Es ist eine Sache, einen Überblick über die gesammelten Gegenstände zu haben. Eine ganz andere Sache ist die Pflege Ihrer Sammlung. Die Pflege der Sammlung kann das Einpacken, Einschiffen, Verpacken und noch viel mehr umfassen.
Absackung
Manche Herausforderungen sind heute leichter zu bewältigen als früher. Um 1950 machte meine Mutter Geschenke, die aus einer Reihe von selbstgemachten "Aufbewahrungstaschen" bestanden: Taschen, die durch Zuschneiden von Zellophan (oder war es Pliofilm?), Falten und anschließendes Versiegeln mit einem Bügeleisen hergestellt wurden. Hefty, Ziploc, Baggies, Glad und natürlich Mylar - keine dieser Schutzmaßnahmen waren im Goldenen Zeitalter für Comics verfügbar.

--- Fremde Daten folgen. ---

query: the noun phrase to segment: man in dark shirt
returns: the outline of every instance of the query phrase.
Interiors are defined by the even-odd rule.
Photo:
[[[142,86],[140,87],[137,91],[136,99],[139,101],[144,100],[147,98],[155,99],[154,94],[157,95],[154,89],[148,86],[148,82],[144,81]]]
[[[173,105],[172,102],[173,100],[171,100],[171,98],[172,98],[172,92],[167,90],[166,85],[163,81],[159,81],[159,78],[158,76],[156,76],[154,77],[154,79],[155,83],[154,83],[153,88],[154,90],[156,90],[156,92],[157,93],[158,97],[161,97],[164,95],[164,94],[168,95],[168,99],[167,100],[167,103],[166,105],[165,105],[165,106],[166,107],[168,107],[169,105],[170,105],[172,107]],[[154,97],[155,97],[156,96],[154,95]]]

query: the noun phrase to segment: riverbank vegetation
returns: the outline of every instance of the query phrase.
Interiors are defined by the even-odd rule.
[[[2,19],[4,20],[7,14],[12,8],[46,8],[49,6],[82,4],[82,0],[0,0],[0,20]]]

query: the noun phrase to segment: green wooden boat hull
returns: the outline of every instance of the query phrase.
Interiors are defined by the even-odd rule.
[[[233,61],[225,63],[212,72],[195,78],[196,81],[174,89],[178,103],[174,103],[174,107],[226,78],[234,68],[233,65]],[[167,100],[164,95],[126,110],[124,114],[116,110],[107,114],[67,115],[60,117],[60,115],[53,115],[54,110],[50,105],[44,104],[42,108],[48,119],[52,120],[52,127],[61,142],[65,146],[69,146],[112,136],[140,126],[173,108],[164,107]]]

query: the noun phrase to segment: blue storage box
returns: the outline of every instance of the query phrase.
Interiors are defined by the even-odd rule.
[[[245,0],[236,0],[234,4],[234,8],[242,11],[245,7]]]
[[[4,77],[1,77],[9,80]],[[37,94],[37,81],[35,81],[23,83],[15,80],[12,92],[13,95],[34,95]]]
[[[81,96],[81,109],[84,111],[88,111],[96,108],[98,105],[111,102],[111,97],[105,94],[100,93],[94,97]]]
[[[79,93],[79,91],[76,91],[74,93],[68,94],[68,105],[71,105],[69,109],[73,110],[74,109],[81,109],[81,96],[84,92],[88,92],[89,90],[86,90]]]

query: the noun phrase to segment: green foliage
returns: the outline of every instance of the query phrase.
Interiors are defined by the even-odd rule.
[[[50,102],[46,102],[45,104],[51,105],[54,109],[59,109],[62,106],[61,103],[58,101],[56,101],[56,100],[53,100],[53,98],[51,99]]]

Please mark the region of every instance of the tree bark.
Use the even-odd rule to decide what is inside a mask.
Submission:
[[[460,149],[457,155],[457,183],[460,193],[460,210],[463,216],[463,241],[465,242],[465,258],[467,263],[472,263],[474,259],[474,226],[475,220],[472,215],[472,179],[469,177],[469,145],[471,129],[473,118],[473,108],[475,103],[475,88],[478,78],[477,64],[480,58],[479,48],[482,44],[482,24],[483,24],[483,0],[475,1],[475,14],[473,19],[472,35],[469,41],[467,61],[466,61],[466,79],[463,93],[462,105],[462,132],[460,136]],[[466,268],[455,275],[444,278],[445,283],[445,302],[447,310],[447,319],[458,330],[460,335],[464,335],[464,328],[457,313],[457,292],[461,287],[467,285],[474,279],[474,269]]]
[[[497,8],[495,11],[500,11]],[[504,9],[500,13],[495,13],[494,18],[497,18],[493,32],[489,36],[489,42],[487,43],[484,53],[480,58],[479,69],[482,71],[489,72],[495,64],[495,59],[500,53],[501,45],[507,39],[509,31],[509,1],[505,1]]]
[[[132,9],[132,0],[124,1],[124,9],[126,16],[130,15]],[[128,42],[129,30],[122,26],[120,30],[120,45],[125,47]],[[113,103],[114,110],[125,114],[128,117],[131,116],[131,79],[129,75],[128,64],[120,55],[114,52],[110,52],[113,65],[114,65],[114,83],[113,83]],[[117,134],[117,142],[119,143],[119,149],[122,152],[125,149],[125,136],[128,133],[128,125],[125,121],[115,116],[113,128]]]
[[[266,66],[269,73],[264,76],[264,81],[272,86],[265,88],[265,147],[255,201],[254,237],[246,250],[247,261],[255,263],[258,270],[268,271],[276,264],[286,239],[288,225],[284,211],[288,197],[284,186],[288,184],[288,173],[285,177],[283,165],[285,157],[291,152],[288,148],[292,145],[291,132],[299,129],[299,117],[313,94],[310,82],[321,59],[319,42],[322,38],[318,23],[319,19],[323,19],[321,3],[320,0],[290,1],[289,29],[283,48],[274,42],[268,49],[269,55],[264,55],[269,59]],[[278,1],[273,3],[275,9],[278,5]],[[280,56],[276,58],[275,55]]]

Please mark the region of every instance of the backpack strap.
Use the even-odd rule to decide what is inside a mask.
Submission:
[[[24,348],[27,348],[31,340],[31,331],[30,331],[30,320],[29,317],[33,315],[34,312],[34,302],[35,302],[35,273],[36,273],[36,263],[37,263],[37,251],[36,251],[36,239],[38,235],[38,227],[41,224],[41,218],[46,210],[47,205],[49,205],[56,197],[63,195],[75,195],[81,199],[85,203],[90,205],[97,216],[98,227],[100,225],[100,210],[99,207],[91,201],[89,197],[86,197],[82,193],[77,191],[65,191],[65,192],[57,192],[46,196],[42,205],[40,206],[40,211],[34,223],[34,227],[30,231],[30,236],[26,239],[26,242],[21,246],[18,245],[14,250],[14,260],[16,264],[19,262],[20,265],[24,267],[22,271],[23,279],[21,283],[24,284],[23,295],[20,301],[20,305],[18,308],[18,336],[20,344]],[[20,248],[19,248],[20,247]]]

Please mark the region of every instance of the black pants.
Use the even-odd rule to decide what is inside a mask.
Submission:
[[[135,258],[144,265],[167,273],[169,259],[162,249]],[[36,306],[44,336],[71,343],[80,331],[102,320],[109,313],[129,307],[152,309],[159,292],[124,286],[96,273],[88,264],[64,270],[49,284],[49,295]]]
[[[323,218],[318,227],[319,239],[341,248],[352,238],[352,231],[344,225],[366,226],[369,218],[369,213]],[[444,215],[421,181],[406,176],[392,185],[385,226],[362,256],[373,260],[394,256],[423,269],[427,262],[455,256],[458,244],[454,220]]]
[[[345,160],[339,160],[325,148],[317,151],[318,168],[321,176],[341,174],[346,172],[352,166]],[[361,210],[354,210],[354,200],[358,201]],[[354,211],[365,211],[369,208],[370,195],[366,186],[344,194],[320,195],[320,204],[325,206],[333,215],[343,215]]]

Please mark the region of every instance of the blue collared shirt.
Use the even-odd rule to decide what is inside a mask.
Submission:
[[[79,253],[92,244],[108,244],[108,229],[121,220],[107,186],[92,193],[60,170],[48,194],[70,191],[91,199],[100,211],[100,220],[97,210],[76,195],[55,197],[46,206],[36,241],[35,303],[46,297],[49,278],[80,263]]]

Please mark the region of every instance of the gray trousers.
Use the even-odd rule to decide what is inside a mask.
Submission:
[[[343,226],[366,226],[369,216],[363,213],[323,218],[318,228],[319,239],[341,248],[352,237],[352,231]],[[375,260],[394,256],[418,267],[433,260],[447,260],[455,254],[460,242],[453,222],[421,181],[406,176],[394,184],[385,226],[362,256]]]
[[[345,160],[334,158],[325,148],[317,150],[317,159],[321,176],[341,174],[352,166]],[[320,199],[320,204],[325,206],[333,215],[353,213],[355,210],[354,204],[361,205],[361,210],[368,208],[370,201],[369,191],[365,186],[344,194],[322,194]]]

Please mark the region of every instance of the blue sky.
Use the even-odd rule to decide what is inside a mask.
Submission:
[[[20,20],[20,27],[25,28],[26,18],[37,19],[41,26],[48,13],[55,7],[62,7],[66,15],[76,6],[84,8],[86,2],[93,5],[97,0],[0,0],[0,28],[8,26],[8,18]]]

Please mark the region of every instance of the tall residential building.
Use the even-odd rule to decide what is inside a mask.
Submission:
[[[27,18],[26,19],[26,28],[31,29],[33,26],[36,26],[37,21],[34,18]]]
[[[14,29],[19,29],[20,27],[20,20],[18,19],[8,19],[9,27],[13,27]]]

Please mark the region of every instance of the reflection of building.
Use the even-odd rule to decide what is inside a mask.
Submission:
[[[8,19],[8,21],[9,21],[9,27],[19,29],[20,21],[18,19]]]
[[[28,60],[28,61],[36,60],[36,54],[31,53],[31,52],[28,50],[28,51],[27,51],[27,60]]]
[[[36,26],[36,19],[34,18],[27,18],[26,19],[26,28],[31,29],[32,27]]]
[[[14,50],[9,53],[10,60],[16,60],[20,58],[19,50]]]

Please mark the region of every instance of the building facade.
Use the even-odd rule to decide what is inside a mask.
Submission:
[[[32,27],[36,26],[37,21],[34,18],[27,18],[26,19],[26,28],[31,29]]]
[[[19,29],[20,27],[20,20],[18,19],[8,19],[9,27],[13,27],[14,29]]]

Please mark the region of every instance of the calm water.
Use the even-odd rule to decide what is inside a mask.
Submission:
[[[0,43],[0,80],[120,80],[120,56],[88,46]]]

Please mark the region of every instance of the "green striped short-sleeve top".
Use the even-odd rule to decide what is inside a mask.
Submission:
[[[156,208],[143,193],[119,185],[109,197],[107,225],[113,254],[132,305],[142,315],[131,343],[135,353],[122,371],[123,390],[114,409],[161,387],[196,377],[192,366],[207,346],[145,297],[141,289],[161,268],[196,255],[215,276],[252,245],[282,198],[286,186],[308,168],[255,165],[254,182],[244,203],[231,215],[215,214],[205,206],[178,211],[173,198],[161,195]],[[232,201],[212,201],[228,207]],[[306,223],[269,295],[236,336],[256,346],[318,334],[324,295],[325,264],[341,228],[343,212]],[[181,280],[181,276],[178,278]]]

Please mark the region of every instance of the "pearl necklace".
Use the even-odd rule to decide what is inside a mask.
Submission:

Tatsächlich hatten diejenigen von uns, die in den 1940er Jahren Comics sammelten, um sie immer wieder zu lesen, nur begrenzte Aufbewahrungsmöglichkeiten. Meine Mutter und mein Vater machten eine Art Comic-Binder aus schwarzem Pappkarton, der mit "kunststoffbeschichtetem", "selbstklebendem" "Stoff" - Mystik Tape - "gebunden" war, und sie benutzten dann Gummibänder, um die geheftete Mittelseite jedes Hefts in den Halter zu "binden". Wie Sie sich vorstellen können, waren diese Bindemittel nicht besonders schonend für die Comics, aber sie schützten sie einigermaßen gut und hielten die Serien zusammen.
Allerdings stellten Walt Kellys Peter Wheat-Bread-Premium-Comics eine besondere Herausforderung dar, da sie keinen Hochglanzeinband als zusätzlichen Schutz hatten. Und mehr als eine Geschichte war Teil einer Serie. Also löste meine Mutter das Problem auf die gleiche Weise wie die Buchverleger: Sie machte aus jeder Ausgabe eine eigene genähte Signatur und band das Ganze in einen eigenen Band.
So war das damals. Die Comics aus dem Goldenen Zeitalter, die heute das meiste Geld einbringen, sind diejenigen, die - im Gegensatz zu meinen Comics - nach einmaligem Lesen (oder weniger) unberührt in die eine oder andere Form der dunklen, trockenen, kühlen Lagerung gebracht wurden. Die wenigen Comics aus dem Goldenen Zeitalter, die ich noch besitze, wurden anders behandelt. Sie wurden viel geliebt, viel behandelt - und viel beschädigt.
Außerdem gab es selbst Mitte der 1950er Jahre keine einfache Möglichkeit, auf Comics zuzugreifen, ohne sie zu beschädigen. Ich erinnere mich noch heute daran, wie ich einem Freund ein Exemplar von EC's MDzeigte undzusammenzuckte, als der Einband am Buchrücken aufbrach, als mein Freund das Heft öffnete. Außerdem bewahrte ich meine Comics in meinem Bücherregal auf wie andere Zeitschriften: aufrecht. Jedes Mal, wenn ich ein Heft herausnahm oder austauschte, zerkratzte der Einband die anderen Einbände ein wenig, da er gegen seine Nachbarn drückte und zog.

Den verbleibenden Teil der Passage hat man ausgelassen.